With their small size (often less than 50 persons), small innovator organizations seldom have a sizable CMC group within their organization. It is common for all CMC activities from pre-clinical through Phase 2 to be coordinated by one or two individuals, often simultaneously with other responsibilities. Given the typical background of personnel in small innovator organizations, the responsible individual often has limited direct experience in cGMP or CMC development activities. In any event, covering the whole range of outsourced CMC activities for even a single New Chemical Entity (NCE) is a challenging task for a single individual. As a result of these factors, small organizations often fail to take advantage of phase-appropriate CMC development strategies that can reduce costs while building asset value. The result is that scarce resources are spent on CMC activities that do not contribute significantly to early-phase asset value.
For small molecule new chemical entities (NCEs) in development, the value drivers are typically intellectual property, safety and efficacy. The CMC profile is often less important unless there is a major weakness in the molecule’s properties, e.g., very low solubility, poor stability, or inappropriate pharmacokinetic (PK) profile. In contrast, for an active substance that is a large biomolecule (multiple molecular structures, high molecular weight, and produced by biological processes) the means of administration into human and animal physiological systems may be a valuable part of the asset. Additionally, there are many routes of administration for small molecule NCEs where the delivery technology comprises a key part of the value, inhaled drugs being an obvious example. However, for many small molecules, CMC development principally enables non-clinical and clinical development, and does not drive asset value. In this scenario, CMC activities not contributing to the value of an asset represent resources that could be made available to other development tasks.
With this background, the topics for discussion are:
- Challenges in the small pharma – CDMO paradigm
- Regulatory framework required to support phaseadapted CMC development
- CMC development strategies
Challenges in the Small Pharma–CDMO Paradigm
The client – contractor relationship is at the heart of this small pharma-CDMO paradigm. The small pharma organization advances a drug candidate through sufficient non-clinical and clinical testing to determine a likely product safety and efficacy profile. This is typically the product of the small pharma organization: a clinical-phase asset, marketed to middle-size and larger pharma companies that possess the resources to take the drug through Phase 3 and to market. To develop this clinical-phase product, the small pharma organization depends on its CDMO partners to develop and deliver active substance, drug product and methods suitable for the execution of nonclinical and clinical testing.
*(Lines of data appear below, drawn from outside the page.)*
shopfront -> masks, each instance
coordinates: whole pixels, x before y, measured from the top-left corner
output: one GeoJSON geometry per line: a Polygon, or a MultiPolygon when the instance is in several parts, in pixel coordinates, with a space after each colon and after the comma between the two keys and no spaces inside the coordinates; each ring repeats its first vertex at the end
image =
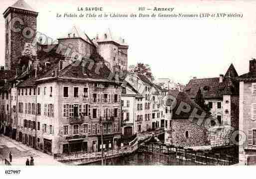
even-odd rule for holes
{"type": "MultiPolygon", "coordinates": [[[[103,149],[111,150],[113,148],[113,135],[103,135],[103,149]]],[[[101,137],[99,136],[98,139],[98,151],[101,150],[101,137]]]]}
{"type": "Polygon", "coordinates": [[[52,141],[47,139],[43,139],[43,149],[44,152],[51,154],[52,141]]]}

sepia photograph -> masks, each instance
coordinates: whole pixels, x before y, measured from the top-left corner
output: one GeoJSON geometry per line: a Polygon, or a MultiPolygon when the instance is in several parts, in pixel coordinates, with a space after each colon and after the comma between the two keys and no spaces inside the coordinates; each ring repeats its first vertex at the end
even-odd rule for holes
{"type": "Polygon", "coordinates": [[[256,165],[256,1],[0,3],[5,175],[256,165]]]}

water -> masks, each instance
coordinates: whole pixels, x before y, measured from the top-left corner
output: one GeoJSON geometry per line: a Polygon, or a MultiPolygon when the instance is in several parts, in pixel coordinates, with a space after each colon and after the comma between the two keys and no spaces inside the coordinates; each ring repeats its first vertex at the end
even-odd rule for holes
{"type": "MultiPolygon", "coordinates": [[[[198,164],[191,161],[178,160],[175,155],[163,156],[146,152],[135,152],[125,157],[107,160],[107,166],[195,166],[198,164]]],[[[101,162],[90,164],[89,165],[100,165],[101,162]]]]}

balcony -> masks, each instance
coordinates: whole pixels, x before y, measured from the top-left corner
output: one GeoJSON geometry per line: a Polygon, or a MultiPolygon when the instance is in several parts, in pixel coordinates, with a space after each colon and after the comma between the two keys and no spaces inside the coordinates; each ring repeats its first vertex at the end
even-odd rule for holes
{"type": "Polygon", "coordinates": [[[77,124],[82,123],[84,120],[83,116],[76,116],[76,117],[69,117],[69,123],[70,124],[77,124]]]}

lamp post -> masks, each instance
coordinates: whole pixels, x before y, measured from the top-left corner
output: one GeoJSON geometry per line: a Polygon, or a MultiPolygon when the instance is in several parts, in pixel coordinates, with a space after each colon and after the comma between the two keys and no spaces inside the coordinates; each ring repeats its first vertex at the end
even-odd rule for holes
{"type": "Polygon", "coordinates": [[[101,131],[101,165],[104,165],[104,161],[103,161],[103,125],[102,125],[102,122],[100,122],[100,131],[101,131]]]}

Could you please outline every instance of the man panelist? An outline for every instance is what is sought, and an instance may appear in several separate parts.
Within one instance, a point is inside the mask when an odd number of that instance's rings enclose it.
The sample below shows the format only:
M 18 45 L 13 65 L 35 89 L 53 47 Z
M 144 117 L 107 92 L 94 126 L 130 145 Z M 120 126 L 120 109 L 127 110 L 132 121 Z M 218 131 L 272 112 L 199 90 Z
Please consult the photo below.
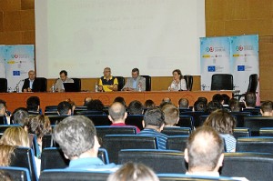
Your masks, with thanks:
M 24 80 L 22 92 L 39 92 L 41 85 L 36 80 L 35 72 L 34 70 L 28 71 L 28 78 Z
M 111 75 L 111 68 L 106 67 L 104 69 L 104 76 L 99 79 L 98 91 L 100 92 L 113 92 L 117 91 L 118 82 L 116 77 Z
M 146 79 L 139 75 L 138 68 L 132 70 L 132 77 L 127 78 L 126 84 L 122 88 L 124 91 L 146 91 Z

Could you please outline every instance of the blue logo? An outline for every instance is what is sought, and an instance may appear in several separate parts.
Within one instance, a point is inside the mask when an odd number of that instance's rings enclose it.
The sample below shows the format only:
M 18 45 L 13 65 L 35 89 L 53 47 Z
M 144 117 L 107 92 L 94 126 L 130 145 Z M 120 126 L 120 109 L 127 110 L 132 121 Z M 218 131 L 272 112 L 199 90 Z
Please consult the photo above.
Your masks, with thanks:
M 215 72 L 215 66 L 207 66 L 207 72 Z
M 237 70 L 238 71 L 245 71 L 245 65 L 238 65 Z
M 20 76 L 20 71 L 16 70 L 16 71 L 13 71 L 13 75 L 15 76 Z

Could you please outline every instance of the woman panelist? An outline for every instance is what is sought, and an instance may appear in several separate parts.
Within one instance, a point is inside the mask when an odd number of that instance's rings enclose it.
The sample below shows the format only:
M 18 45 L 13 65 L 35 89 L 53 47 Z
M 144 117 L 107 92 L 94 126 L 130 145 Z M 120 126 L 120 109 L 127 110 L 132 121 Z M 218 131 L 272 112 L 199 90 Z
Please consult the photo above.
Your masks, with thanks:
M 181 71 L 179 69 L 176 69 L 173 71 L 173 82 L 168 87 L 169 91 L 182 91 L 187 90 L 186 81 L 183 78 Z

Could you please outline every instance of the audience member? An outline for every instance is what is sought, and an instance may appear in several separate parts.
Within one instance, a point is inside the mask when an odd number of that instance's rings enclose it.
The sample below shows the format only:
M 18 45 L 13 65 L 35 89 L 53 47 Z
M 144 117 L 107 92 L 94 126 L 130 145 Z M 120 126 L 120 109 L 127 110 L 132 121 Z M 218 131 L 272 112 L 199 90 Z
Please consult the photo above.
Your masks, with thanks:
M 67 101 L 60 102 L 57 106 L 57 112 L 60 116 L 71 116 L 72 106 Z
M 11 123 L 15 125 L 25 125 L 25 119 L 28 118 L 29 115 L 27 109 L 25 107 L 18 107 L 16 108 L 11 116 Z
M 122 96 L 116 96 L 113 103 L 116 102 L 121 103 L 123 106 L 126 106 L 126 103 L 125 102 L 125 99 Z
M 225 140 L 227 152 L 235 152 L 236 139 L 232 136 L 236 127 L 235 118 L 226 110 L 212 112 L 204 123 L 217 130 Z
M 99 79 L 98 91 L 112 92 L 117 91 L 118 82 L 116 77 L 111 75 L 111 68 L 106 67 L 104 70 L 104 76 Z
M 66 117 L 54 129 L 53 138 L 59 144 L 66 157 L 70 159 L 68 168 L 100 171 L 117 169 L 115 164 L 105 165 L 97 157 L 100 145 L 96 131 L 93 122 L 84 116 Z
M 182 91 L 187 90 L 186 80 L 183 78 L 182 73 L 179 69 L 173 71 L 173 82 L 168 87 L 169 91 Z
M 40 113 L 40 98 L 37 96 L 30 96 L 26 100 L 26 108 L 28 112 Z
M 260 106 L 260 113 L 263 116 L 273 116 L 273 103 L 272 101 L 265 101 Z
M 180 98 L 178 101 L 178 106 L 180 109 L 188 109 L 188 100 L 187 98 Z
M 159 181 L 154 171 L 143 164 L 126 163 L 111 174 L 107 181 Z
M 179 121 L 179 109 L 174 105 L 166 105 L 162 107 L 165 116 L 165 126 L 174 126 Z
M 55 85 L 55 91 L 56 92 L 64 92 L 65 86 L 64 83 L 74 83 L 74 80 L 67 77 L 67 72 L 66 70 L 62 70 L 60 72 L 60 78 L 57 79 Z
M 157 138 L 158 149 L 166 149 L 167 136 L 160 133 L 165 126 L 164 113 L 159 108 L 147 110 L 144 115 L 143 127 L 139 136 L 156 136 Z
M 217 101 L 210 101 L 207 105 L 206 114 L 209 115 L 213 111 L 217 110 L 217 109 L 222 109 L 222 108 L 223 108 L 223 106 L 219 102 L 217 102 Z
M 24 80 L 22 86 L 22 92 L 39 92 L 41 85 L 35 77 L 35 72 L 34 70 L 28 71 L 28 78 Z
M 109 107 L 109 116 L 108 118 L 112 122 L 111 126 L 126 126 L 125 124 L 126 118 L 127 117 L 127 113 L 126 107 L 118 102 L 113 103 Z M 138 127 L 134 126 L 136 129 L 136 133 L 139 133 L 140 130 Z
M 212 127 L 200 126 L 188 137 L 185 160 L 188 163 L 187 175 L 219 176 L 218 169 L 224 160 L 223 139 Z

Significant funds are at stake: a typical cGMP oral drug product manufacturing campaign may cost US $50,000, and a typical ICH-style stability study may cost about the same. Compounded across multiple batches, placebo studies, and active substance manufacturing, the CMC budget may easily exceed $500,000 before Phase 2 is completed.
When the small pharma depends on the CDMO for strategy, competing factors should be recognized. To retain clients and attract return business, the CDMO would want to keep project costs down and success rates high. However, it may also be in the CDMO’s interest to conduct development programs that discharge more CMC risk than necessary. Such conservative approaches might include more stability studies than necessary or a full-scale non-GMP engineering batch for a routine process. These studies reduce risks to delivering the required materials and processes, but the additional cost to the client might be out of proportion to the relatively small amount of risk reduction. The overall probability of success of the CMC tasks for many NCE’s during early clinical development will be greater than 95%. Small pharma should examine the regulatory and scientific value of studies and weigh the cost versus the discharge of risk.
Some CDMOs may respond to this situation by positioning themselves as skilled scientists for hire, without advising the client on the strategic value of the proposed work package. From the CDMO’s viewpoint, it might be better to deliver the contract regardless of the quality of the development plan. If the client requests a stability study for a drug product or drug substance batch that is adequately supported by a previous study, some CDMOs may reason that it is not their responsibility to disagree with the client. After all, the sponsor sets development strategy, and is the party interacting with regulatory agencies for the drug’s development. Note that regulatory authorities hold both parties responsible for meeting cGMP requirements.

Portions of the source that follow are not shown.